Voyager, collecter, ranger, trier, classer…Ses parents étaient d’assidus chasseurs et collectionneurs de papillons, qu’ils mettaient en boîte selon différentes taxinomies : mâles, femelles, tailles, familles, lieux de chasse. Les livres accompagnaient cette active collecte. la famille partait camper dans des montagnes espagnoles, où les grottes peintes étaient encore facilement accessibles. Là, le volume de la roche induisait ou dynamisait le trait, soulignait une expression, un animal, un mouvement, un troupeau, un personnage. Plus tard, elle partira avec son père dans des arboretums en France et en Allemagne pour y constituer une documentation photographique. Dans son travail actuel, la photographie prend une place aussi importante que l’observation sur le motif. Elle lui apporte un cadrage mais lui permet aussi de restituer la spécificité sensible des fragments de corps, la qualité de la peau, les aspérités de la chair. Quant au dessin d’observation sur le vif, il intervient pour l’élément végétal, avec un travail plus formel. C’est l’été que Frédérique Lucien collecte ce qui lui servira de matériau en atelier toute l’année. À la combinaison initiale de ces deux sources s’ajoute un protocole où interviennent le support, l’environnement, la série, le choix de certains de ses sujets et la manière d’exposer ses oeuvres une fois achevées.

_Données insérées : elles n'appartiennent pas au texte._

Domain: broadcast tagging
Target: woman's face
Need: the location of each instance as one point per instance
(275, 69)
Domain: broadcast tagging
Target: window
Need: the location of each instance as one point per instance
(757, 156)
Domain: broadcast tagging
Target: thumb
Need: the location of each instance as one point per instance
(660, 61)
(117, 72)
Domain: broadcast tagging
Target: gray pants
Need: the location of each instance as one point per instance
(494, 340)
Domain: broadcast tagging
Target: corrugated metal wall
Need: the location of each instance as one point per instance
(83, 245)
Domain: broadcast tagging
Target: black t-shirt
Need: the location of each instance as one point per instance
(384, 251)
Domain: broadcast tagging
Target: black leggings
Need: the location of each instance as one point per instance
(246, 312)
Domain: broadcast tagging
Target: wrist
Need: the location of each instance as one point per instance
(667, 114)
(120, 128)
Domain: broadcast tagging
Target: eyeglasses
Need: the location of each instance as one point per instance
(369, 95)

Frédérique Lucien entre aux Beaux-Arts de Paris où elle s’initie au dessin de nu en cours du soir. Très introvertie, elle s’installe dans une école déserte pour aborder seule, entre dix-huit et vingt-deux heures, la gravure en taille douce, la lithographie, la sculpture et même la soudure. À cette époque, l’artiste n’a pas encore trouvé sa voie. Elle passe d’un atelier à un autre, sa pratique du dessin n’est pas reconnu à part entière. Enfin, en quatrième année, elle fait la rencontre décisive de  Joël Kermarrec. Ce professeur engagé, décapant et lucide perçoit son potentiel artistique. Il l’aide à s’affirmer, l’immerge dans le langage en lui donnant des textes à lire, lui suggère d’introduire des mots dans ses oeuvres. Avec lui le travail ne relève pas seulement du geste mais de l’acte de réflexion, il ne réside pas seulement dans la pratique mais également dans l’accrochage. Kermarrec a l’intelligence de l’inciter à réaliser de petits livres avec colophonet couverture. Ces objets conçus de façon très professionnelle permettent à la jeune artiste de remporter haut la main le prix de dessin et de lithographiait lui apportent une confiance en elle inespérée.

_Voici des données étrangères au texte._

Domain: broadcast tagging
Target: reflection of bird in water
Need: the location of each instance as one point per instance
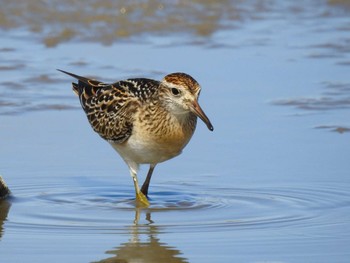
(4, 209)
(4, 204)
(150, 250)
(4, 190)
(146, 121)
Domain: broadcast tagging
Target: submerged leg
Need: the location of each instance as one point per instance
(144, 188)
(140, 197)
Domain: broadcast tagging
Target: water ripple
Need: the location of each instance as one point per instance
(102, 208)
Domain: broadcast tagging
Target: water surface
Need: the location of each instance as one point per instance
(270, 184)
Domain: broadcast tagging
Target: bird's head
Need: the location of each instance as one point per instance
(180, 94)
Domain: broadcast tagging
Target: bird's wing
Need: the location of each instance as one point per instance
(110, 108)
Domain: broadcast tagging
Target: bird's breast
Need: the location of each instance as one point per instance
(157, 140)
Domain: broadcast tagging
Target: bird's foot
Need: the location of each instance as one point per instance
(141, 200)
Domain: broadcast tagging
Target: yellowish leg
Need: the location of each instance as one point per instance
(141, 199)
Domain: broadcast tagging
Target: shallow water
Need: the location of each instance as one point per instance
(270, 184)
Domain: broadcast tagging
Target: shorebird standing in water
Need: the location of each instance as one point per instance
(146, 121)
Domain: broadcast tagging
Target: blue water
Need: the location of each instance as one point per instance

Un bon dessin implique un rythme de lecture. C’est un flux, avec sa régularité. Il se situe dans le temps et il a son temps. Dans le cas qui nous occupe, il est d’une grande qualité musicale, avec une suite de temps pleins et de temps vides, de bruits et de silence. Les dessins de Frédérique Lucien sont faits à l’oreille. Quand elle dessine, elle s’écoute : rythme, atmosphère, silence, pulsation.

Autre rencontre décisive, dès la fin de ses études : Celle du galeriste Jean Fournier. D’emblée, celui-cila convie à participer à une exposition collective. Un succès. Toutes les oeuvres exposées, la série des Pommes de terre, sont vendues ! En 1990, c’est une première exposition personnelle à la galerie et, dans la foulée, un séjour à la Villa Médicis.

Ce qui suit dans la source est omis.